From Acceptance Criteria to Acceptable Product
We write requirements to communicate to development teams what they need to build to achieve goals for our company. These requirements let the team know what needs to be accomplished by users of our products or to enable the goals of stakeholders to be achieved.
With an outside-in perspective, most requirements focus on the goals of our product users. From the developer’s point of view, the requirements need to provide enough precision for the developer to know when the requirement has been satisfied.
When the requirements are written as user stories, the definition of what it means to satisfy the requirement is captured in the acceptance criteria. This is the definition that developers use to know if what they have delivered is acceptable. By including unambiguous definitions of what is acceptable, you give the developers a crisp definition of done. They know if what they have done meets the expectations explicitly defined for the user story.
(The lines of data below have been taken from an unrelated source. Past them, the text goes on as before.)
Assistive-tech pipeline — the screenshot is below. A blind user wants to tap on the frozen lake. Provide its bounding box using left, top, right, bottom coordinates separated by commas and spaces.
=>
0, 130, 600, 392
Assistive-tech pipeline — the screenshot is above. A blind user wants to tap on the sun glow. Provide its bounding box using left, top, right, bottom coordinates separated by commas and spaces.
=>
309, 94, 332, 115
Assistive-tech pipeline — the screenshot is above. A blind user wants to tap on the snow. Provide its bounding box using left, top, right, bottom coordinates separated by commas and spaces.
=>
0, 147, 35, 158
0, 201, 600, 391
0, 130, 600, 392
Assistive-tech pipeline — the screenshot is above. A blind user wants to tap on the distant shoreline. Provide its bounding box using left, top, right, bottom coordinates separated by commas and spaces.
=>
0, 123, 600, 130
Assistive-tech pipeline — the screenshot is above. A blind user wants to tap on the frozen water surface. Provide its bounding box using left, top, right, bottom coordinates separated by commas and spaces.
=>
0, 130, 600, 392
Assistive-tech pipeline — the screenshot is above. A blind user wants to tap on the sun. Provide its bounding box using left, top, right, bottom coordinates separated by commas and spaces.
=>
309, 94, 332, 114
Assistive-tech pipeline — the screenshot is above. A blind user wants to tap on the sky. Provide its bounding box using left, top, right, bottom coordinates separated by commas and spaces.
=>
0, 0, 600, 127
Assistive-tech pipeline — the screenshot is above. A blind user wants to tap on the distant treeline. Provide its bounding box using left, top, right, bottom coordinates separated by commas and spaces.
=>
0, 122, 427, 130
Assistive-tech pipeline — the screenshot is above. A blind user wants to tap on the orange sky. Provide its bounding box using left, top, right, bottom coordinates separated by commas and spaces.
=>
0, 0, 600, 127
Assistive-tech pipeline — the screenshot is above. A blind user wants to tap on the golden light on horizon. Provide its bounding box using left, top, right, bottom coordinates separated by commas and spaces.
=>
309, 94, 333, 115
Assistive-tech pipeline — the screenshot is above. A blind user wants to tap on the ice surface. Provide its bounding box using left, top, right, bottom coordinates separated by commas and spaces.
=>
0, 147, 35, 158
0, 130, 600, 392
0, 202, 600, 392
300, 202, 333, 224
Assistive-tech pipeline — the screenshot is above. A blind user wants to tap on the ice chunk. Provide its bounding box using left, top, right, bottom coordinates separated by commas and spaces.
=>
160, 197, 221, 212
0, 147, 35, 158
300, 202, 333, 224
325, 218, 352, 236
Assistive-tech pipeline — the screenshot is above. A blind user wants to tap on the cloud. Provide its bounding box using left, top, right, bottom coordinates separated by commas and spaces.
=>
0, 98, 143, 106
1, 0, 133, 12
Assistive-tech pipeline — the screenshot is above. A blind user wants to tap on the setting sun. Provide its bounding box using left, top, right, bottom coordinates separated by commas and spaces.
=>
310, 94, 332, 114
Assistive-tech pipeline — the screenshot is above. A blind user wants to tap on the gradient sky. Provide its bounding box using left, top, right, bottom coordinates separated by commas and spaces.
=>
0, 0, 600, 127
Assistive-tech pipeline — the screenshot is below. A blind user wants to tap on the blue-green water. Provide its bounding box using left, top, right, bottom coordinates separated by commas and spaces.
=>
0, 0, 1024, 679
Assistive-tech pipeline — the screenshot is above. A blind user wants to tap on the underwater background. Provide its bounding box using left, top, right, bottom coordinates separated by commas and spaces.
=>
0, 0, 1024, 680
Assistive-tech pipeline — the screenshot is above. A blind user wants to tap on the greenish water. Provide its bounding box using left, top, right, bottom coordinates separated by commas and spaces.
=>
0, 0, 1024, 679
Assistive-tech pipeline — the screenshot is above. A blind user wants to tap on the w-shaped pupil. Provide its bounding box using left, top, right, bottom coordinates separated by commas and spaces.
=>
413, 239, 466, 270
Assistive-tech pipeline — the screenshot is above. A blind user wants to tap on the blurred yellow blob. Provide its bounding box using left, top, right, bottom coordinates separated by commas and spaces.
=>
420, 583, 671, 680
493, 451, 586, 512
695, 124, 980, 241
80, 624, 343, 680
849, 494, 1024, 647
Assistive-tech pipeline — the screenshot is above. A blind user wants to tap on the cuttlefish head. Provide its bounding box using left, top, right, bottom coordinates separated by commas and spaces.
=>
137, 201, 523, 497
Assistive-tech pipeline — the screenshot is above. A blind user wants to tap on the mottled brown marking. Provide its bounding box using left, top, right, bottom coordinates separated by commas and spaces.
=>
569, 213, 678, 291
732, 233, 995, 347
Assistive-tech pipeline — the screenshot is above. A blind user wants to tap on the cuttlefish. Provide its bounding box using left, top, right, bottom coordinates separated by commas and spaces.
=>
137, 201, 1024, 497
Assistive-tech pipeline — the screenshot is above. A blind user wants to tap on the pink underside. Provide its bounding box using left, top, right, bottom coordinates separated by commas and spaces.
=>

While this protects a development team that is accountable for doing what they are asked to do, there is still a risk that the team has not been asked to do the right thing. Writing acceptance criteria not only gives you a mechanism for clarifying what you want to be built, but it also gives you a mechanism for verifying that you are asking the development team to build the right thing.
Teresa Torres' good article on writing acceptable acceptance criteria focuses on the criteria of acceptability to the user. A couple of good tips from Torres emphasize the importance of capturing criteria that reflect how usable your product is—both by a single individual and under load—when multiple people are using the product (think website) simultaneously.
This is enough to create a product that is good for a user—assuming you have captured the acceptance criteria effectively. This is not enough, however, to create a product that meets the goals of your company. You have to ask the next question—“If we satisfy the users, will the product be successful?”
That’s where Eric Reis’ Lean Startup gives us guidance. You need to form a hypothesis (and test it). One example hypothesis could be “If we satisfy SAT-prep requirements of the top 10% (academically) of high school juniors, we will be able to sell our SAT-prep service to at least 25% of those students.”
The acceptance criteria in the user stories define what the team is asked to build for the SAT-prep service. By engaging those students and testing the acceptance criteria, we become comfortable that what we are asking the development team to build is what we need them to build to satisfy the students' requirements.
To fully test this hypothesis, the team would have to build and sell the entire product. That’s not very lean. By recurring with the hypothesis-formulation process, a product manager can narrow the scope of experimentation. For example, “If we assume that a third of the students are particularly interested in improving their scores on the verbal portion of the SAT, then satisfying their requirements would allow us to sell our product to 8% of our target market.” That gives the team an area of focus.
Market research could lead to additional narrowing of scope—that the area needing the most improvement is in knowing synonyms, and that doubling the number of correct answers in that portion of the SAT would raise verbal scores by an average of 50 points out of 800—satisfying half of the students. Building a minimally viable product that helps the subset of the market with this subset of the problem is more tractable. The team can build this solution, measure the effectiveness of what they built, and measure the effectiveness of selling this solution in the market.
Using acceptance criteria to define an acceptable product works all the way up the stack from clarifying what the development team is being asked to do, to understanding what the users really need, to defining the minimum viable product that allows the company to achieve its goals.